1:55 pm on Dec 17, 2003 (gmt 0)

10+ Year Member



Hmm.. now once the beta of print.google.com goes officially live, most of these affiliate sites concentrating on books might suffer a decrease in their revenue.

Surely G has something up their sleeves for other product categories also. So its a step by step process!

Any ideas? on the effect of Google new initiative print.google.com on these afiiliate sites.

Cheers

abbeyvet

3:03 pm on Dec 17, 2003 (gmt 0)

WebmasterWorld Senior Member 10+ Year Member



On a very specialised site I run I was using "Recommeneded Books" type links to Amazon and they did okish. Maybe a day's worth of Adsense income in a month.
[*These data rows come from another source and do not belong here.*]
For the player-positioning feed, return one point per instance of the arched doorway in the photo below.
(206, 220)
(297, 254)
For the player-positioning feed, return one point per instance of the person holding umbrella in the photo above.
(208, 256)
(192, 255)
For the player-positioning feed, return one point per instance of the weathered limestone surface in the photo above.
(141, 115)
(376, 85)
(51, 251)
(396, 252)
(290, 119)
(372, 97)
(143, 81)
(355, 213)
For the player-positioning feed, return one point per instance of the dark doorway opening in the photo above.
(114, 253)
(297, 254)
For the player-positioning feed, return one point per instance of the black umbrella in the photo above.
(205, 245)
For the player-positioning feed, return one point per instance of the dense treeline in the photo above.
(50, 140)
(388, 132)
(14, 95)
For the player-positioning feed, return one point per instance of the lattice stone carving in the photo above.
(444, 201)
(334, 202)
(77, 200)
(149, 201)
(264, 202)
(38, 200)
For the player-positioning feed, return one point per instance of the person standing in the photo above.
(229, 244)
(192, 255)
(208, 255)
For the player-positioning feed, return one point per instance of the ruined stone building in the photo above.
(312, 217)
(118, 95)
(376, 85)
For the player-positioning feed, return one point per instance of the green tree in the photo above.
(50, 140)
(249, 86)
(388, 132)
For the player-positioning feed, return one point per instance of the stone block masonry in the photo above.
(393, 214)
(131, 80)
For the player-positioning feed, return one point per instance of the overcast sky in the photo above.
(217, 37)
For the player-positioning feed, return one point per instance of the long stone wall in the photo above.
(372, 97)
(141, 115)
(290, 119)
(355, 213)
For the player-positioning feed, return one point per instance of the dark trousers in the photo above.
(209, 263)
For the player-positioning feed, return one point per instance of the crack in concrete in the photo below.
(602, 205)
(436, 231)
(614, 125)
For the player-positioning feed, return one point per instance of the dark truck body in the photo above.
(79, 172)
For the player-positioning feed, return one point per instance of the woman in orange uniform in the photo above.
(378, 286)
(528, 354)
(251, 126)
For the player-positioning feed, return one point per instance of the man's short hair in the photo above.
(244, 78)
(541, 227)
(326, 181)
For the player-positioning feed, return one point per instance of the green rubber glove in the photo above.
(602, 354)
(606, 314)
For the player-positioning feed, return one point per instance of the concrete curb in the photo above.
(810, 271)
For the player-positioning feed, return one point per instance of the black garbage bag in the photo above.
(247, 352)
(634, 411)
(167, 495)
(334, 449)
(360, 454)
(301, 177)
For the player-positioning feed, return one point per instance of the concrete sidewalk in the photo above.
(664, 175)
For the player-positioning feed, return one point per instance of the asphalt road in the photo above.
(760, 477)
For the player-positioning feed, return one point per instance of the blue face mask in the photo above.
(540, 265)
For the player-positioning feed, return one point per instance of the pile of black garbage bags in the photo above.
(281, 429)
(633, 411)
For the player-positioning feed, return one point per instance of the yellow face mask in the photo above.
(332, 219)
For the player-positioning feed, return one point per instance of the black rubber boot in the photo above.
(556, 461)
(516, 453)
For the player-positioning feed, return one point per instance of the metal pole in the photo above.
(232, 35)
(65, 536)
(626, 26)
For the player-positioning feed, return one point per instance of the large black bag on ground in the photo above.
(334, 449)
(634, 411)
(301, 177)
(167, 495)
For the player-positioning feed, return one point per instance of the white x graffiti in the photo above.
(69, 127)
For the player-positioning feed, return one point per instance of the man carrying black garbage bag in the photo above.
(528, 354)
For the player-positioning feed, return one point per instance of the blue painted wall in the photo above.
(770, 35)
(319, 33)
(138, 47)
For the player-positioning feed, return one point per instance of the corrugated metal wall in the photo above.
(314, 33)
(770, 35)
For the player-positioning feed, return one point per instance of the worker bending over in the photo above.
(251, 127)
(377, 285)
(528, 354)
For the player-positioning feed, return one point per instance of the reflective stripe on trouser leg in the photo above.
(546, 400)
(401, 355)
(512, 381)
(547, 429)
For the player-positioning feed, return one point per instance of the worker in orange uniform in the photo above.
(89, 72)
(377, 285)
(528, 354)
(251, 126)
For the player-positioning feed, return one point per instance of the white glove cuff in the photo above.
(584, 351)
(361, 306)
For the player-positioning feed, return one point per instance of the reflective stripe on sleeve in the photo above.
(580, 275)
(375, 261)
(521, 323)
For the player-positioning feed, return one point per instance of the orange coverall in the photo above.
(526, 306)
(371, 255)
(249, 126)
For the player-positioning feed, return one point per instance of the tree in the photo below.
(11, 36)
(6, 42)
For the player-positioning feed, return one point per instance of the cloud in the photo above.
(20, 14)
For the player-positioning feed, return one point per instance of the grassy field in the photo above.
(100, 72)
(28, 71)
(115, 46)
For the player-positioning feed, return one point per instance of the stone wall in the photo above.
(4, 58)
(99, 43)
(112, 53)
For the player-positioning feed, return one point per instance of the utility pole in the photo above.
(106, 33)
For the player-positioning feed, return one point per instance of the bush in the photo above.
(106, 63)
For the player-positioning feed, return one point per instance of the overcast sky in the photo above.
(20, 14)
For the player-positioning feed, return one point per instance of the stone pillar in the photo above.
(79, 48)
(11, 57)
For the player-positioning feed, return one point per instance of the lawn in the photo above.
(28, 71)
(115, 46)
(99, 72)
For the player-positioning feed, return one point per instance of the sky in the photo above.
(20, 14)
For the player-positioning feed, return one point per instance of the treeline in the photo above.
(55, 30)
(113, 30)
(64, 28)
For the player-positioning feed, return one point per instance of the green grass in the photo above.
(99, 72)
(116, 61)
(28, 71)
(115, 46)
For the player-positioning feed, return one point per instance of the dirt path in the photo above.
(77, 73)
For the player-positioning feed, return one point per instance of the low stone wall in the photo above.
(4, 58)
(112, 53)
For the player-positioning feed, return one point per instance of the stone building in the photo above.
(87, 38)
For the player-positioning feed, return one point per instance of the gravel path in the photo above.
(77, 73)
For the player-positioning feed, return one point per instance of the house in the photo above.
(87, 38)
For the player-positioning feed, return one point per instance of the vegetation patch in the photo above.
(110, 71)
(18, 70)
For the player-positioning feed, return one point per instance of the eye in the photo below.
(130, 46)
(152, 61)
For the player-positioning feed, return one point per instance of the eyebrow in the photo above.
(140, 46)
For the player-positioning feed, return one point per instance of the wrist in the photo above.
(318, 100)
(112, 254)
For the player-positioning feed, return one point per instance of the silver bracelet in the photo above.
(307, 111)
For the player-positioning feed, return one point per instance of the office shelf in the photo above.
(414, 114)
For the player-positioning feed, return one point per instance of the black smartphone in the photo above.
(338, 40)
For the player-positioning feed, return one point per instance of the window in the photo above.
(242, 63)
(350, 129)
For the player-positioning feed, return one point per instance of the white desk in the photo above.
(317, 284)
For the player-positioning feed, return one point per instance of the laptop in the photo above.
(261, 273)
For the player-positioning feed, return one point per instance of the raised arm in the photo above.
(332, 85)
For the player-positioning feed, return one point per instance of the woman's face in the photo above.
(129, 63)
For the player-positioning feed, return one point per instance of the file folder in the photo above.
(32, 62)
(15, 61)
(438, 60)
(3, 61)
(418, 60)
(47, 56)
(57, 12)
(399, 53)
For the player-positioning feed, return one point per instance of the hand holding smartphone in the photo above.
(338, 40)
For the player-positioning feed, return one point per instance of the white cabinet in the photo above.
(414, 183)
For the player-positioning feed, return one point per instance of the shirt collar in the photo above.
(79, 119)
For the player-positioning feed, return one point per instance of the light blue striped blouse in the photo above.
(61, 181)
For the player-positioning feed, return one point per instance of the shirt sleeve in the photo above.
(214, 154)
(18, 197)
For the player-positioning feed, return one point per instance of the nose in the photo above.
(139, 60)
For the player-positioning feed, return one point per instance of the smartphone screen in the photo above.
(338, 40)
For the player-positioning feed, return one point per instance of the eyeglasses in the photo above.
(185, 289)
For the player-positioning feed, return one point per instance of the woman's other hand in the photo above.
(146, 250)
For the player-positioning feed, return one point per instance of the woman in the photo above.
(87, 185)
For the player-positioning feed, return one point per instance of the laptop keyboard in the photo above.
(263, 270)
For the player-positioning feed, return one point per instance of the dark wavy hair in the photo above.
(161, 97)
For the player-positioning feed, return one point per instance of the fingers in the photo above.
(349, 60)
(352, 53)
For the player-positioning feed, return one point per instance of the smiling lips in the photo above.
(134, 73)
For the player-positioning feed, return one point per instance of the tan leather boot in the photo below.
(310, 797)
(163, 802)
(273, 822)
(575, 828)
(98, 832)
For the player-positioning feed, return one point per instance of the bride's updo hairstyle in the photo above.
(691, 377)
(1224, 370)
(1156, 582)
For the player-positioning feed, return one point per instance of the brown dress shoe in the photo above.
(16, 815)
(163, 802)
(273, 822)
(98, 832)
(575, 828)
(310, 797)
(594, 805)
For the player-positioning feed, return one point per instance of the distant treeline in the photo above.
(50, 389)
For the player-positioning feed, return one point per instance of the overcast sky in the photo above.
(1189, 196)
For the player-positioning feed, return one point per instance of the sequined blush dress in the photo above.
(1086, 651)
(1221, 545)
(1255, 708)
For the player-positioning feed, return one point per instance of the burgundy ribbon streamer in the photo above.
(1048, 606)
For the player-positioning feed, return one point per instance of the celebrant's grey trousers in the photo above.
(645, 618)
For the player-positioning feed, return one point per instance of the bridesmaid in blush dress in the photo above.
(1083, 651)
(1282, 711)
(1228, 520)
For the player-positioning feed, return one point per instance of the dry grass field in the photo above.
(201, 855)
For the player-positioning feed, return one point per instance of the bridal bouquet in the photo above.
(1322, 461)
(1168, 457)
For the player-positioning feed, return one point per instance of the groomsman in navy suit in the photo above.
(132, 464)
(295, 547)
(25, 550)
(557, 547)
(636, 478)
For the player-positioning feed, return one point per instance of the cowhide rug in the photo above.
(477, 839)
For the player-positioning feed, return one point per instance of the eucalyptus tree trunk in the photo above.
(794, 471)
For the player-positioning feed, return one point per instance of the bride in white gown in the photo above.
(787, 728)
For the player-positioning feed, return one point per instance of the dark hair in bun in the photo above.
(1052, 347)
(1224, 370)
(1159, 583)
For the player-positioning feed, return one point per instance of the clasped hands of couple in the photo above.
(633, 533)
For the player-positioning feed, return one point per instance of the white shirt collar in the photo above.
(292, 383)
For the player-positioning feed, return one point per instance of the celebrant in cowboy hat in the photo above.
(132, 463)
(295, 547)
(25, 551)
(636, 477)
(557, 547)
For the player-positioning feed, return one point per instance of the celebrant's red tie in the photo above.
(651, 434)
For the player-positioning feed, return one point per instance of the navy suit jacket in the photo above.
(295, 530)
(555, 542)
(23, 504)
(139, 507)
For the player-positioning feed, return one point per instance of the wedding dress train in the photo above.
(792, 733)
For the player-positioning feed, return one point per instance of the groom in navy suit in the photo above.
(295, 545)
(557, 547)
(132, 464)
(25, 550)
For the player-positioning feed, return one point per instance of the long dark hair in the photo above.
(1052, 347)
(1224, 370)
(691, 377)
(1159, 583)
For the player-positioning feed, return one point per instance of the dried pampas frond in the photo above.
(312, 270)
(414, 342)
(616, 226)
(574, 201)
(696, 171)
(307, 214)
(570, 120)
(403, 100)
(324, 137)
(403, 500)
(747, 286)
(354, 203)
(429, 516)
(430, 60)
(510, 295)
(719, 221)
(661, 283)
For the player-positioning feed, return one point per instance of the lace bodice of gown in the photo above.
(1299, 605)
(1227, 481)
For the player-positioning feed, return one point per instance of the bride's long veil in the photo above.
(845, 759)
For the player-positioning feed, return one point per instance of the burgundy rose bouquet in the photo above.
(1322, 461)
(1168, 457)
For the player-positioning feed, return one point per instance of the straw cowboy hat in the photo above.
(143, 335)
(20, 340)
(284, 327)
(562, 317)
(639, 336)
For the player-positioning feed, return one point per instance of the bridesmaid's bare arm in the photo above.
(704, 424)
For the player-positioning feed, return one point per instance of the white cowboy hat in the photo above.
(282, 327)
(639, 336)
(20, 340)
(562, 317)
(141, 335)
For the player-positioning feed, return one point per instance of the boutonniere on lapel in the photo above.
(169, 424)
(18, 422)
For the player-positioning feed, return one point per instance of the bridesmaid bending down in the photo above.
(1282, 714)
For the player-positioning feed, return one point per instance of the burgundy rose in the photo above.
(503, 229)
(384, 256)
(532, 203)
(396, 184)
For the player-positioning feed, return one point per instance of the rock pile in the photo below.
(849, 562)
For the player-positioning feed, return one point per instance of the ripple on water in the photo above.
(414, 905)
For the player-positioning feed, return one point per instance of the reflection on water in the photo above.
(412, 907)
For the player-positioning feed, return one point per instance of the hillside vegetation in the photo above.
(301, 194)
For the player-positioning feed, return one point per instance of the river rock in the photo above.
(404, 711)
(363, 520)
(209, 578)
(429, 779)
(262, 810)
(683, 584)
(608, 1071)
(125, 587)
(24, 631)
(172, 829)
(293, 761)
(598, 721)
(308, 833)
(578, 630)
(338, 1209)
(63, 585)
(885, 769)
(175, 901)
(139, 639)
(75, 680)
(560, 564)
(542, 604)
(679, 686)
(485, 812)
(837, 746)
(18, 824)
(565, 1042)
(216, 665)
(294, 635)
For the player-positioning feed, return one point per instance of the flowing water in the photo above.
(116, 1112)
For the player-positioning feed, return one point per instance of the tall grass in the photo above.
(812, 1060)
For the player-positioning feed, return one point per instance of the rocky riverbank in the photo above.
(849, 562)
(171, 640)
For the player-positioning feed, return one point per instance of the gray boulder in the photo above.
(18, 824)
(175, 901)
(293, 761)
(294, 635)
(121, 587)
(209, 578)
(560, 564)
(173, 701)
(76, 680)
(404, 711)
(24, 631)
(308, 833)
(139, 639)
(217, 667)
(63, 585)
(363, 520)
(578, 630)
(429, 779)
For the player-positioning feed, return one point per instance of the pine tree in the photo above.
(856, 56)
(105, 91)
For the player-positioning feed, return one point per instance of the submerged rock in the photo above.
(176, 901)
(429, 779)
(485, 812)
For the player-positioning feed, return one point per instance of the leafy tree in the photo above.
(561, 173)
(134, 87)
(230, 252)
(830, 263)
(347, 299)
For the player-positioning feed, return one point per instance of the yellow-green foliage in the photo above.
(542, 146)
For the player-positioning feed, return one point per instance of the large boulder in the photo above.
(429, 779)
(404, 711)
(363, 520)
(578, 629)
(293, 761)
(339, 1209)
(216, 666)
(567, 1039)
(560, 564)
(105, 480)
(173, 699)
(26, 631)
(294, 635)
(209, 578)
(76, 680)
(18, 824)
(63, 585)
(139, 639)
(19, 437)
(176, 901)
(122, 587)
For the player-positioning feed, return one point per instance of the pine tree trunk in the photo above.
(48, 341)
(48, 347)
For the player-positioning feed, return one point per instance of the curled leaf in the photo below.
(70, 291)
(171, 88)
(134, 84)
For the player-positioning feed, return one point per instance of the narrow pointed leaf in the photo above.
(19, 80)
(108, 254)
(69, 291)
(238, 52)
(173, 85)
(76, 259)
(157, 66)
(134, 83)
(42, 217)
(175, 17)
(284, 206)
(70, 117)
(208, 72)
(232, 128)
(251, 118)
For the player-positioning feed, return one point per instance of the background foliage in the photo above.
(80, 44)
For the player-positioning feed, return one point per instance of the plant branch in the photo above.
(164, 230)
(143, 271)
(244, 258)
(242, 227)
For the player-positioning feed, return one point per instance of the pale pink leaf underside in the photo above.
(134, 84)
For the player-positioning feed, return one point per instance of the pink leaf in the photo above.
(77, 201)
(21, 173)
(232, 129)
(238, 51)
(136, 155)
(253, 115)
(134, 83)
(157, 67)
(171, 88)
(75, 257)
I recently changed to using Web Services, with a shopping cart on our site and the user only transferred to Amazon at checkout.

The difference has been stunning. Income has increased by a factor of about 10 and though the change is less than 6 weeks old it is not a Christmas present type topic, in fact if anything it is less likely that people would buy when they are in gift buying mode.

It took a little time to set up as in addition to displaying all results in relavent Amazon categories we spent quite a bit of time creating custom categories where books and other items we know will be of particular use and interest to our users are organised for them in a different (better!) way than they are on Amazon. We also post new titles and recommendations that change weekly. It is work, but it works.

Basically I think if you have a well targetted site with, as a result, well qualified traffic for what you offer through Amazon, and then make it very easy for people to find stuff they want, they will buy it and you will earn decent money.

It's certainly more effort than Adsense, but it is a worthwhile addition to a range of revenue streams.